It will be the end of May before the Health Service Executive can enter legally binding contracts with developers to build private hospitals on the grounds of public hospitals, it was confirmed yesterday.
This could mean the contracts are not awarded until after the general election and all Opposition parties have said if they are in power after the election they will scrap the Government's plan to locate private hospitals on eight public hospital sites.
Tom Finn, director of the co-location project with the HSE, said yesterday that tenders for the construction of the hospitals would be issued next week after a special HSE board meeting.

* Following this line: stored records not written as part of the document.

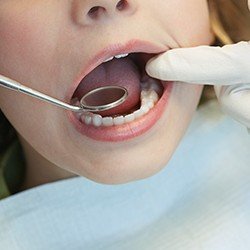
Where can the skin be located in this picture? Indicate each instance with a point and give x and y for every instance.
(45, 44)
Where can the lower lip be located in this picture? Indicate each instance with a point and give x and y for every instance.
(125, 131)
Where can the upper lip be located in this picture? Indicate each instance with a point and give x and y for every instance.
(132, 46)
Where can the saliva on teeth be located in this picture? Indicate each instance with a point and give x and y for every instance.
(149, 98)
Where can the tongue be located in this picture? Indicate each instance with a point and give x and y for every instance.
(118, 72)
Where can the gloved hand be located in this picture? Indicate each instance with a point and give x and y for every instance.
(228, 68)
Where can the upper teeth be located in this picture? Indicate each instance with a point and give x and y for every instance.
(118, 56)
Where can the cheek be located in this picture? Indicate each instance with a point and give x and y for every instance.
(188, 22)
(27, 44)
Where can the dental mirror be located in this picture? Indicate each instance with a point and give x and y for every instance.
(99, 99)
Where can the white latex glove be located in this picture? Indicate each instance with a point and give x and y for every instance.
(228, 68)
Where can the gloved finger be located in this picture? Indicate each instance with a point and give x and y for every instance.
(235, 101)
(203, 65)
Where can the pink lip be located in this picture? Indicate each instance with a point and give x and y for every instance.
(130, 130)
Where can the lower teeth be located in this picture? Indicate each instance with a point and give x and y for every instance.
(149, 98)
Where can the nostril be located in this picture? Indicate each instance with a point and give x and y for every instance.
(121, 5)
(94, 11)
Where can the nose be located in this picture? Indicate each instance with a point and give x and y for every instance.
(89, 11)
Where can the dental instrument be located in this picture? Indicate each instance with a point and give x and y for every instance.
(90, 102)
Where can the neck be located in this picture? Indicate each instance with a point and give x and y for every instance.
(38, 169)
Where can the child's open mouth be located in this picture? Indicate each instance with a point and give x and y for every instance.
(146, 100)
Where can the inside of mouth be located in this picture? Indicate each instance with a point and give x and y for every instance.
(128, 72)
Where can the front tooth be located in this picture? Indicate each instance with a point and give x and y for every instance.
(109, 59)
(121, 55)
(129, 118)
(107, 121)
(97, 120)
(119, 120)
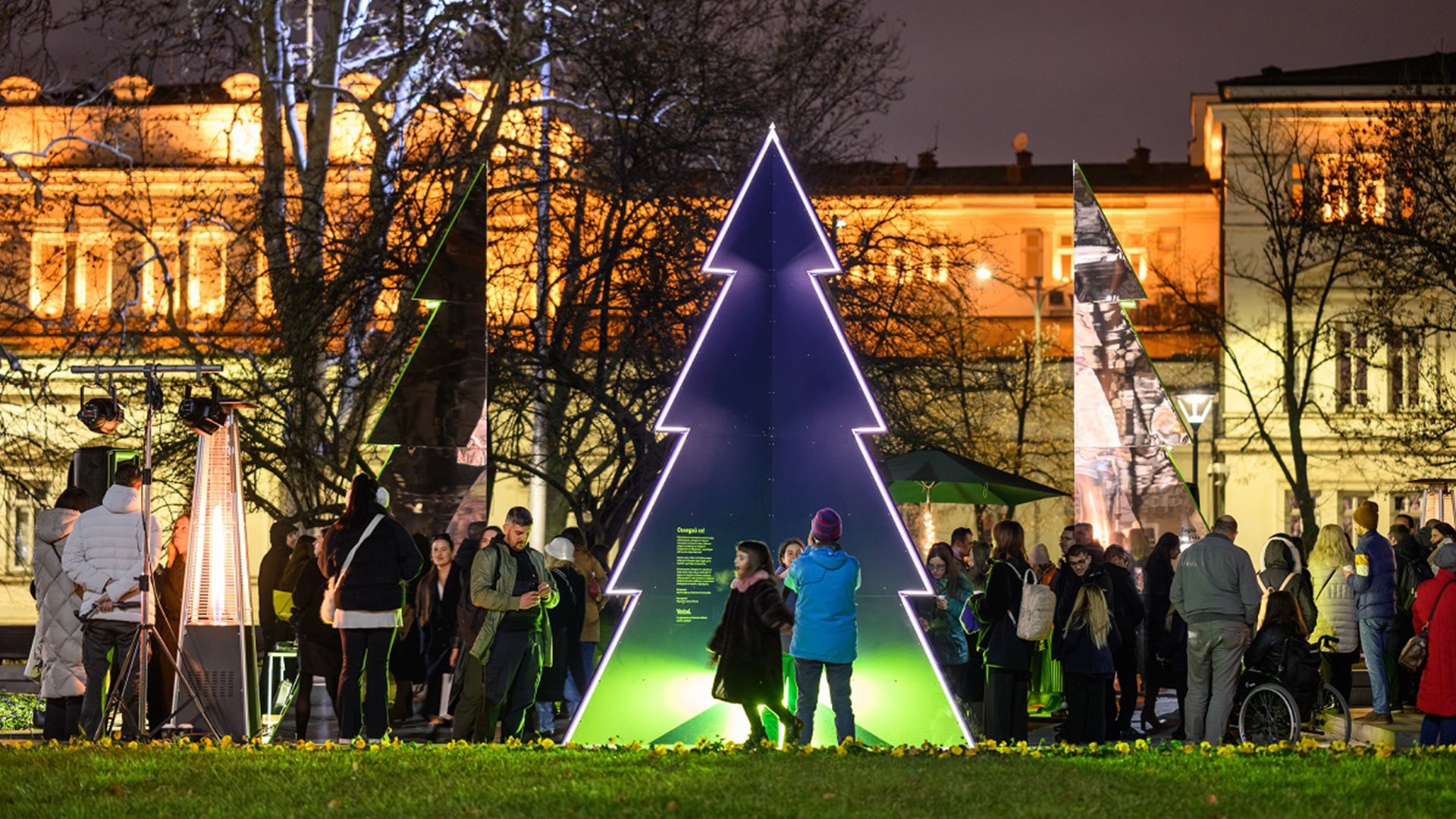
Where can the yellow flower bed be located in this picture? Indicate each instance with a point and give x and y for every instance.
(727, 748)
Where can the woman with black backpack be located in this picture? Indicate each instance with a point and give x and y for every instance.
(1008, 656)
(369, 557)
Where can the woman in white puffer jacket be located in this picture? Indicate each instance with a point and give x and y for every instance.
(1335, 602)
(63, 676)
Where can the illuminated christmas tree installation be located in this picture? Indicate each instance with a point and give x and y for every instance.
(1128, 485)
(435, 414)
(769, 414)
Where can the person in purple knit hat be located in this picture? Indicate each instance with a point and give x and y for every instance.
(824, 635)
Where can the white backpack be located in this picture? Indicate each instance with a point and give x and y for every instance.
(1038, 607)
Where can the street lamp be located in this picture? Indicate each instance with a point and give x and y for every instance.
(1196, 407)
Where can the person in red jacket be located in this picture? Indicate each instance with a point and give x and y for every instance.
(1438, 694)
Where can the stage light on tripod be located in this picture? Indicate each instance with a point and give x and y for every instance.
(104, 414)
(101, 416)
(204, 414)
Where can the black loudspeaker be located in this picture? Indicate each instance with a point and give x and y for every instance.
(95, 466)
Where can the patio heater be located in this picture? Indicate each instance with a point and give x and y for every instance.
(216, 640)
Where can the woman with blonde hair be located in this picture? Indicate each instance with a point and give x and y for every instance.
(1008, 656)
(1085, 646)
(1335, 602)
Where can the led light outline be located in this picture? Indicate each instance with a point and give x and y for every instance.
(634, 595)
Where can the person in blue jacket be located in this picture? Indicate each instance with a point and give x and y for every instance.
(1373, 583)
(824, 632)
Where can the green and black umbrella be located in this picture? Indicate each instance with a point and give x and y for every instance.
(937, 475)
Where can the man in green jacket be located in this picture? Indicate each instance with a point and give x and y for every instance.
(1218, 595)
(510, 582)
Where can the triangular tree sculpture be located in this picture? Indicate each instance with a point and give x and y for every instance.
(1128, 485)
(435, 416)
(769, 410)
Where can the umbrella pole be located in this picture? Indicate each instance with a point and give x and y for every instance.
(928, 519)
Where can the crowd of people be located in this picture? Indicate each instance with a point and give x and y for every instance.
(482, 639)
(490, 637)
(1200, 621)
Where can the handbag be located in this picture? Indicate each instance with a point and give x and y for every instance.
(329, 607)
(34, 664)
(1419, 648)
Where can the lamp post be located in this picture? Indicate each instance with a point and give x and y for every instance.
(1196, 407)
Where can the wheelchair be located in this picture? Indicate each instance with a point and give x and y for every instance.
(1269, 711)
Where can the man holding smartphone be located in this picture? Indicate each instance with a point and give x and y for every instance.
(511, 583)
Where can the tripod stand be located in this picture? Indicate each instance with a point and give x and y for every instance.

He said developers who have been bidding for the sites will then have 28 days to tender, meaning tenders would have to be returned by about May 14th. Then the HSE will evaluate each bid against agreed criteria, which will take about two weeks.
"That will yield a decision and sites will then be awarded. Sites would be expected to be awarded by the end of May," Mr Finn said. Originally, sites were to be awarded next week.
The private hospitals are due to be built at the Mid-Western Hospital in Limerick; Waterford Regional Hospital; Cork University Hospital; Sligo General Hospital; and St James's Hospital, Beaumont Hospital, Blanchardstown and Tallaght hospitals in Dublin.
Mr Finn dismissed as untrue reports on Newstalk yesterday that four of the co-located hospitals would not be going ahead. "At this point there are still eight sites actively involved in the process," he insisted.
Six of the sites were ready to go to tender and two - those at Sligo general and Connolly hospital - had "a couple of minor details to be resolved" which he expected would be sorted to allow them also go to tender in the coming days.
The hospitals are being built on foot of a plan by Minister for Health Mary Harney to free up 1,000 beds in public hospitals for public patients by having the private patients normally accommodated in them moved to the adjacent private facilities when they are built.
In response to claims that the HSE chief executive Prof Brendan Drumm was not in favour of the plan, Mr Finn said he had encountered no lack of interest on the part of Prof Drumm in the project. He also claimed the fact that outside consultants were now auditing the overall scheme was normal in a project this size.
Fine Gael said the entire plan was "flawed" while Labour and Sinn Féin called again last night for it to be abandoned.